Maybe people who are allergic to strawberries and tomatoes will not have to give it up soon. A research team from the Technical University of Munich (TUM) dealt in a recent study with the allergy potential of strawberries and tomatoes and found that both the respective variety and the preparation methods influence. The research results were recently published in the journals ” Plos one ” and ” nutrients “Published.
Strawberries and tomatoes are popular fruits and vegetables, but they also cause allergic reactions in many people. Munich researchers now identified ways to breed varieties that are also suitable for allergy sufferers. (Image: alicja neumiler / fotolia.com)
Food allergies are constantly increasing
According to the TUM experts, the incidence of food allergies has steadily increased in recent decades: around four percent of adults and about five percent of children are already affected. The studies focus on tomatoes (botanical: Solanum lycopersicum) and strawberries (botanical: Fragaria x ananassa), which contain allergenic proteins and often trigger allergic reactions.

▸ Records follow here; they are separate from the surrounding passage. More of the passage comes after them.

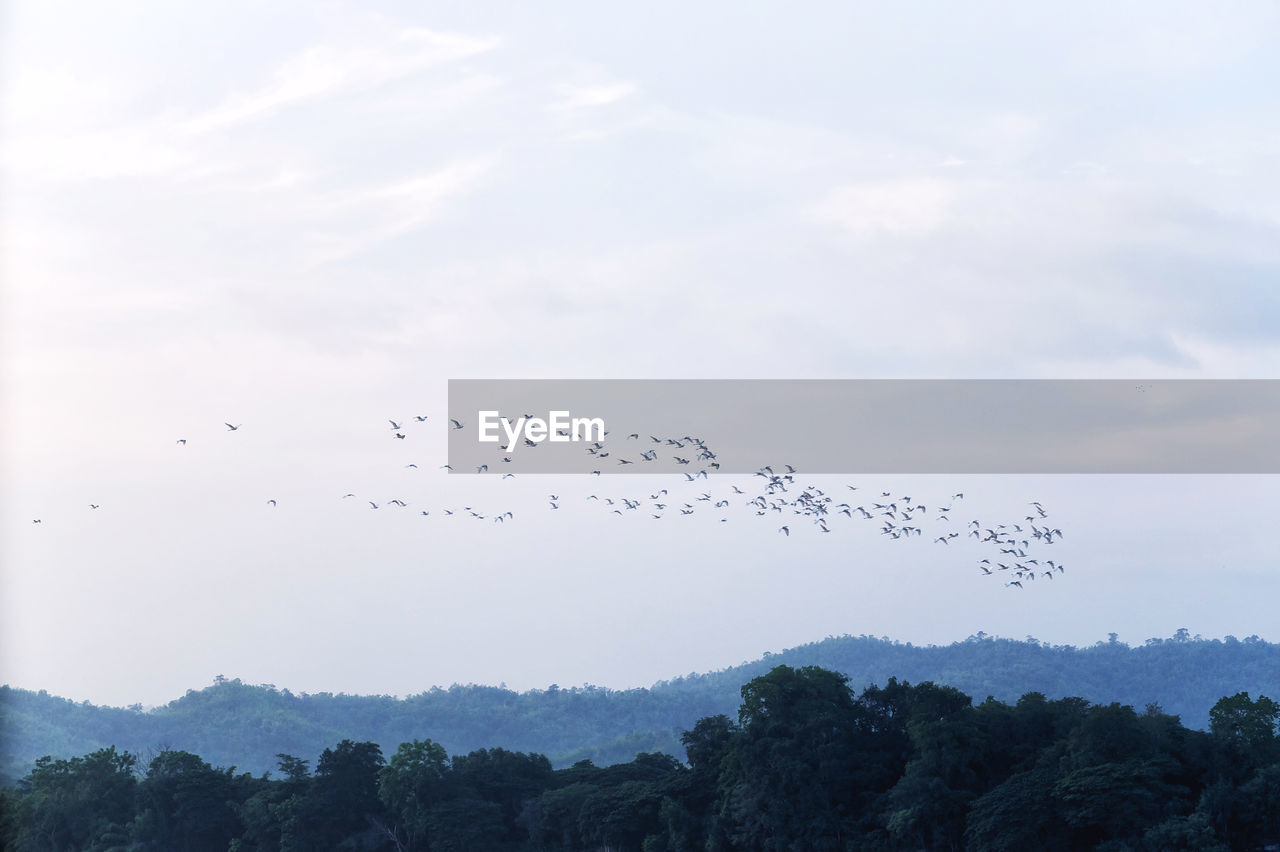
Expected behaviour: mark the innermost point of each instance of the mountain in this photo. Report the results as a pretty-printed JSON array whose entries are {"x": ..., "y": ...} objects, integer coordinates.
[{"x": 243, "y": 725}]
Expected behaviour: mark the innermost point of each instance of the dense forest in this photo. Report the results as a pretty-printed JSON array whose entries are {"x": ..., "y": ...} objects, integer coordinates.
[
  {"x": 805, "y": 765},
  {"x": 234, "y": 724}
]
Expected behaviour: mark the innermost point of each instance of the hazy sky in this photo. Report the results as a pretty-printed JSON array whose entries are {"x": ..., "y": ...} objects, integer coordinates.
[{"x": 306, "y": 218}]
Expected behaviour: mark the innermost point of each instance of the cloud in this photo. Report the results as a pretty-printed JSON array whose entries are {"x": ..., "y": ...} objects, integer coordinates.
[
  {"x": 325, "y": 71},
  {"x": 586, "y": 96},
  {"x": 909, "y": 207}
]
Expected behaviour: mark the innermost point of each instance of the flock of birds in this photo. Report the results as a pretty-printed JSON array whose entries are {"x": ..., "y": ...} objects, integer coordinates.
[{"x": 1014, "y": 548}]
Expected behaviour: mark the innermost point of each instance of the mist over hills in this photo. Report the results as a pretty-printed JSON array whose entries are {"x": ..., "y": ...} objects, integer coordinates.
[{"x": 236, "y": 724}]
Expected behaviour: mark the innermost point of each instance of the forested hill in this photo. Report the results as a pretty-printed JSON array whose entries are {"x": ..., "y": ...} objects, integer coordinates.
[{"x": 234, "y": 724}]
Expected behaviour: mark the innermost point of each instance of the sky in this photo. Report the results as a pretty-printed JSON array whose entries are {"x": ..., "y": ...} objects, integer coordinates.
[{"x": 305, "y": 219}]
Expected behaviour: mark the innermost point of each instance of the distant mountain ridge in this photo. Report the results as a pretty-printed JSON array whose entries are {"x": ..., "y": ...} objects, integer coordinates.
[{"x": 237, "y": 724}]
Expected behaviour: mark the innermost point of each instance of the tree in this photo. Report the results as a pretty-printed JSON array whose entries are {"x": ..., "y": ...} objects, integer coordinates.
[
  {"x": 186, "y": 805},
  {"x": 74, "y": 804},
  {"x": 786, "y": 781},
  {"x": 408, "y": 786}
]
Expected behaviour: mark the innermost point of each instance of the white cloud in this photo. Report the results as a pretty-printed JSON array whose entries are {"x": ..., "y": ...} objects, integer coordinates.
[
  {"x": 325, "y": 71},
  {"x": 586, "y": 96},
  {"x": 905, "y": 207}
]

The triggers are similar to birch pollen allergy
According to the scientists, the allergenic proteins in the tomatoes and strawberries are similar to birch pollen. This similarity could also be due to a birch pollen allergy Food allergy arise. In Italy, even up to 16 percent of the population is affected by a tomato allergy. According to the researchers, 30 percent of those who have birch pollen allergy also suffer from allergic reactions to strawberry fruits.
Immune reactions can express themselves in many ways
Allergic reactions to tomatoes and strawberries can manifest themselves in a variety of ways. The researchers report that an allergy affects the skin ( itchy rash . nettle rash or dermatitis) that irritate the mucous membranes, sniff trigger and too stomach pain can lead. Food allergies often show symptoms after eating fresh fruit or vegetables, whereas processed foods often do not trigger reactions.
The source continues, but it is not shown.